Dr. Andy

Reflections on medicine and biology among other things

Thursday, October 20, 2005

Hyponatremia in marathon runners

The word is getting out that overdrinking is more of a risk than underdrinking for endurance athletes. Too much water leads to low levels of sodium (aka hyponatremia) and can be very bad news.

I can't believe this statistic is true, however
Last year, one percent of the more than 35,000 New York City marathoners were hospitalized with hyponatremia, Maharam said, and although that is a smaller toll than in other cities' marathons, doctors say every one of those life-threatening medical emergencies could have been avoided.
That would mean 350 hospitalized runners with hyponatremia. I just can't see that.

The example used in the article is a runner who became hyponatremic at the 2004 Boston marathon. He was basically turned away at the medical tent after the race because he looked too well. I ran that race and it was horrible. After a cold spring it got close to 90 on race day. I remember finishing (about 4 hours elapsed time, 4:20 clock time) and seeing a line of wheelchairs waiting to get into the medical tent!

3 Comments:

At 9:47 PM, Blogger Harriet said...

I was in a race (1998 Chicago Marathon) where someone indeed died from this. I remember passing her; the medics had propped her up and were giving her oxygen.
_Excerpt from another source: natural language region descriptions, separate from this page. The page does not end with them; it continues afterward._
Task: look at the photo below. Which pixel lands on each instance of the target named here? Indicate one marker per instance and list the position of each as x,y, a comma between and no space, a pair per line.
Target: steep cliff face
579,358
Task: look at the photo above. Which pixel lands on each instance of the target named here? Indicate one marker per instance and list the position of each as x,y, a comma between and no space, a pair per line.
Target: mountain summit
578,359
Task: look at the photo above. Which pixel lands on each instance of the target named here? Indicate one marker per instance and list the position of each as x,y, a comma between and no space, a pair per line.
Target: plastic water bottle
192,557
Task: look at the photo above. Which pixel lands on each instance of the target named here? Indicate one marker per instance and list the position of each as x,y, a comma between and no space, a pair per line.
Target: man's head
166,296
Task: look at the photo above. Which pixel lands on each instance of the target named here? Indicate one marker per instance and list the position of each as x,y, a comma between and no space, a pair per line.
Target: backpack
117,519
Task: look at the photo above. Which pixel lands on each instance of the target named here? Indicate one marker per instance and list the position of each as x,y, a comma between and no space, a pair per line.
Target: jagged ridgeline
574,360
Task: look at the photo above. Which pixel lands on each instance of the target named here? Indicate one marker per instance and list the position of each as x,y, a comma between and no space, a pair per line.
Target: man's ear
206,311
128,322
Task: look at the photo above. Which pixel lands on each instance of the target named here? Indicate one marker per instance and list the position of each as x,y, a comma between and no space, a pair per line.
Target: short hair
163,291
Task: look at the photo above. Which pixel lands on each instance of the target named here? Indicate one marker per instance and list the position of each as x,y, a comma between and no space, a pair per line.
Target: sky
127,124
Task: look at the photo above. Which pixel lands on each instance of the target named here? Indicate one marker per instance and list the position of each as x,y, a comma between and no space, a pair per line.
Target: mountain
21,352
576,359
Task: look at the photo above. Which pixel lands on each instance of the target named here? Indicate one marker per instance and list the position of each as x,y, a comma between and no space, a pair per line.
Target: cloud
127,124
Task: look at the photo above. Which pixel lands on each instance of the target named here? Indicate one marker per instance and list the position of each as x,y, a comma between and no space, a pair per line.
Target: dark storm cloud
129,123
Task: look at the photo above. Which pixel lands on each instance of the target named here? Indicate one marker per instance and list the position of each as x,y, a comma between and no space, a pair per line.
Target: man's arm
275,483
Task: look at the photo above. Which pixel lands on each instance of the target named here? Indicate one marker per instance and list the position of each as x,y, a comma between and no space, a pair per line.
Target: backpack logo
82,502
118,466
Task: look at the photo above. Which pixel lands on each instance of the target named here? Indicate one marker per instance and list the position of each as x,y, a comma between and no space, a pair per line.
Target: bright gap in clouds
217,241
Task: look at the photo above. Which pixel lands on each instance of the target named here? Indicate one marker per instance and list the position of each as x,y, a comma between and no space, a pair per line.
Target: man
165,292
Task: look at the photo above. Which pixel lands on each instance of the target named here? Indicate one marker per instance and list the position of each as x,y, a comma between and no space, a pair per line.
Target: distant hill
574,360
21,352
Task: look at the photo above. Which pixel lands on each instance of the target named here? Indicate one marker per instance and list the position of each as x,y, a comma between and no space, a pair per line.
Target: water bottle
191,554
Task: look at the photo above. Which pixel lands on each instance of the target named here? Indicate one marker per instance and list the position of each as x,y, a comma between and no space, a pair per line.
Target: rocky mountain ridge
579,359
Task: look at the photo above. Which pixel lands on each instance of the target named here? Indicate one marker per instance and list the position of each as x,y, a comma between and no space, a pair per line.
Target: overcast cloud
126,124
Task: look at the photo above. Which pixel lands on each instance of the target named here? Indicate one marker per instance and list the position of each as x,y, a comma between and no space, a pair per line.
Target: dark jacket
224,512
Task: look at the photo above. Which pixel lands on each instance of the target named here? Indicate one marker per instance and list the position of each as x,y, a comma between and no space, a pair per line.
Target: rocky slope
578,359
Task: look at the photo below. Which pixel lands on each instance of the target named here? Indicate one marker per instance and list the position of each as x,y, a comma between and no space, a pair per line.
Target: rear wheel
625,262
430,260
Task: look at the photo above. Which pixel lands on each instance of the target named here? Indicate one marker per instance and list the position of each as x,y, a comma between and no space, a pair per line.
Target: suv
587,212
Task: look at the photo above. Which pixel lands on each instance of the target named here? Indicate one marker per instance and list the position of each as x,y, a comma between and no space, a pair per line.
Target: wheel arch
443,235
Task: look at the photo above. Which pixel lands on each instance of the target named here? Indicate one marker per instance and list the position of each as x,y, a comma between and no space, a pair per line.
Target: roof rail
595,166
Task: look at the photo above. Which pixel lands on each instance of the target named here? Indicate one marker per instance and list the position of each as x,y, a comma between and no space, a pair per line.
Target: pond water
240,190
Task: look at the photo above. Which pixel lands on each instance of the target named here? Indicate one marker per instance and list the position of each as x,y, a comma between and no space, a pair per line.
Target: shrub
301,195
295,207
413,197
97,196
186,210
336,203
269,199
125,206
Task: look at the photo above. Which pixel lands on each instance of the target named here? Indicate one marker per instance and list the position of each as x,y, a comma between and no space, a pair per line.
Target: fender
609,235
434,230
But, yeah, like you, I am skeptical of the numbers.

 
At 11:21 PM, Anonymous Anonymous said...

Every time I see the gatorade commercial where the guy talks over images of him staggering around 50 yards short of the finish line (from "dehydration") I wonder, maybe this guy drank too much rather than too little...

 
At 7:40 AM, Blogger Harriet said...

And it could be something other than hydration problems; it could well be something like, say, poor pacing early on.

The pros sometimes screw that up too.

An ironman is a tricky thing to train for.